JE and the Sun T1000/T2000 ("Niagara")
Over the past few months, I've had the opportunity to run some tests on a Sun T2000
(a/k/a "Niagara") box. Several people have asked me how JE does in a
CMT (Chip Multi-Threading) environment so I wanted to share my notes. I
also ran tests on a T1000, which is the same processor speed as the T2000. I've noted any relevant differences when appropriate.
Much
of this text is about the T2000 hardware and its configuration. If you
aren't interested in that aspect of the machine, please skip down below
where I talk about performance. I have also interspersed some comments
about the Sunfire V20Z (dual 1.8GHz Opteron x86 box) since it
represents a fairly well known baseline for many readers.
The
T2000 configuration, as tested, is an 8x4 (8 cores by 4 strands per
core) UltraSPARC processor (1GHz), with 8GB of memory and two Seagate
73GB Serial SCSI drives.
The T1000 configuration, as tested, is
a 24 "strand" (6x4) processor (1GHz), with 2GB of memory and a single
Seagate 500GB SATA drive. Since the T1000 only ships with 0 or 1 disk
drive (there's only room for one drive inside the box), and the only
option is an 80GB drive, I chose the no-drive option and put my own in
(*).
Configuring the Hardware
The T2000 comes on a wood palett. It is apparently assembled in China.
Both
machines are very slick looking. The T2000 is a 2U unit (T1000 is 1U).
Neither of them have a power switch. The T2000 has dual power supplies
(it ships with two power cords), triple fans, and four disk drives
slots (on the front panel).
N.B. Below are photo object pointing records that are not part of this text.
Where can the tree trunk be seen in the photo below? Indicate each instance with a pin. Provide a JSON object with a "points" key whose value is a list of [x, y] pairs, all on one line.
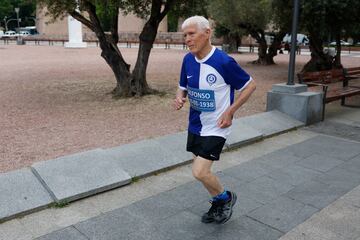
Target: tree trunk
{"points": [[110, 52], [138, 82], [147, 38], [319, 60], [337, 62]]}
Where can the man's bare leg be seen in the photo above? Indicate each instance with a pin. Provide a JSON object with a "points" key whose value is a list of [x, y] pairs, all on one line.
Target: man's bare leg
{"points": [[201, 170]]}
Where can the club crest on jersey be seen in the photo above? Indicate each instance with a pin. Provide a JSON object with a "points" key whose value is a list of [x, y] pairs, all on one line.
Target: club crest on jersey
{"points": [[211, 79]]}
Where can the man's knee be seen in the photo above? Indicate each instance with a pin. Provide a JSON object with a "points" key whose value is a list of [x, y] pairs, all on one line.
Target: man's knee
{"points": [[200, 174]]}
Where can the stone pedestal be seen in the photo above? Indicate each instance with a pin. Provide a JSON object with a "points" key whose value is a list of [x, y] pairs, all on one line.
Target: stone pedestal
{"points": [[75, 34], [295, 101]]}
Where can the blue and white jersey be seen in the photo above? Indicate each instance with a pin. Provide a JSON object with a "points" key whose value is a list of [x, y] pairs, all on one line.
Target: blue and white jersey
{"points": [[210, 84]]}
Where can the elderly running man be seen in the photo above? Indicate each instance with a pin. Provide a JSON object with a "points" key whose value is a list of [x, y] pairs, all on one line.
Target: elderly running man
{"points": [[209, 78]]}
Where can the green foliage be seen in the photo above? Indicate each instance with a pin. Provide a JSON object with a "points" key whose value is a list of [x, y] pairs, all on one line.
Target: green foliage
{"points": [[254, 12], [331, 17]]}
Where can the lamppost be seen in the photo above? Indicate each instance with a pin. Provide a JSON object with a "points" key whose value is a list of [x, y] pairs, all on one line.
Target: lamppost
{"points": [[5, 23], [19, 40], [17, 17], [293, 43]]}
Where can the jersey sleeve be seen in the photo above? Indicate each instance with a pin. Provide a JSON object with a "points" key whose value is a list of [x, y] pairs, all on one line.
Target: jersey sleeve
{"points": [[183, 78], [235, 76]]}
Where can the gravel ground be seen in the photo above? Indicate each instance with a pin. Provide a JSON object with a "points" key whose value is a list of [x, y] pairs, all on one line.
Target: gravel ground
{"points": [[55, 101]]}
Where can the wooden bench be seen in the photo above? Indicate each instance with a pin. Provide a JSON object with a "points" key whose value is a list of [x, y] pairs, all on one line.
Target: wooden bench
{"points": [[329, 81]]}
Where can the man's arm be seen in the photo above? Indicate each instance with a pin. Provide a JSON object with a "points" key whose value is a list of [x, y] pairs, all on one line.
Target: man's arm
{"points": [[180, 99], [226, 118]]}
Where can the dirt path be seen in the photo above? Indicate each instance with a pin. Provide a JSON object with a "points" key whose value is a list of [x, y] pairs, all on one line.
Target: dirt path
{"points": [[55, 101]]}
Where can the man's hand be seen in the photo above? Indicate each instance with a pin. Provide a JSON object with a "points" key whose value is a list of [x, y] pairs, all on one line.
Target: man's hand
{"points": [[225, 120], [180, 99]]}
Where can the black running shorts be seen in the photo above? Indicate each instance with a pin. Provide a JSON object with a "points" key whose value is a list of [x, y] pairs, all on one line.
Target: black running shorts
{"points": [[208, 147]]}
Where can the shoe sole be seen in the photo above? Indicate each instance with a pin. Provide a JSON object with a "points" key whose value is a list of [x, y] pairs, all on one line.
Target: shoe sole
{"points": [[232, 204]]}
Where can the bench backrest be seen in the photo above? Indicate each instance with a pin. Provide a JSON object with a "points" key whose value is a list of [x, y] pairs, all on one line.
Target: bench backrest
{"points": [[324, 77]]}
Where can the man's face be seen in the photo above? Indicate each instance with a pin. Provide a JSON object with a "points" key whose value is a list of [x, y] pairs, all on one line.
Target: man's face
{"points": [[196, 39]]}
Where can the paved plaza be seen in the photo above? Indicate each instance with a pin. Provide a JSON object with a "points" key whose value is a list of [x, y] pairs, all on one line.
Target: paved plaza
{"points": [[303, 184]]}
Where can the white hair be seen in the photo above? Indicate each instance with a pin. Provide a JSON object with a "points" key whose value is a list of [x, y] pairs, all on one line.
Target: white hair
{"points": [[201, 22]]}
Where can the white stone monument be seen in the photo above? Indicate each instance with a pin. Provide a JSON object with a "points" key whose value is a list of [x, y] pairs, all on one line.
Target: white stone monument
{"points": [[75, 34]]}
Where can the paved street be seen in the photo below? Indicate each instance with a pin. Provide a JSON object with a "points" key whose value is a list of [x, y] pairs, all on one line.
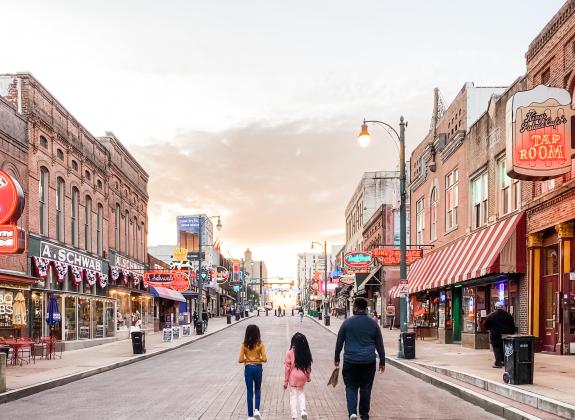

Power supplies, fans, and disk drives are
all hot swappable.
As noted by others,
the machine is very slick looking. The green LEDs for the power and
disk drives look cool. While most systems indicate disk activity by
blinking the disk drive LEDs on, the Niagara series has the LED
on to indicate inactivity (blinking it off for activity). You can also
turn on a white blinking "find me" LED using the Advanced Lights Out
Manager (ALOM) (a/k/a SCP or Service Control Processor) so that if you
have multiple units you can remotely help someone in the data center
find the unit. The Sun engineers seem to have made this LED brighter
than the one on the V20Z (I suspect intentionally).
The ALOM is
quit useful and allows you to poweron, reset, poweroff, and do some
minimal configuration. The ALOM lets you talk to its own command line
processor or switch over (and back) to the actual system tty console.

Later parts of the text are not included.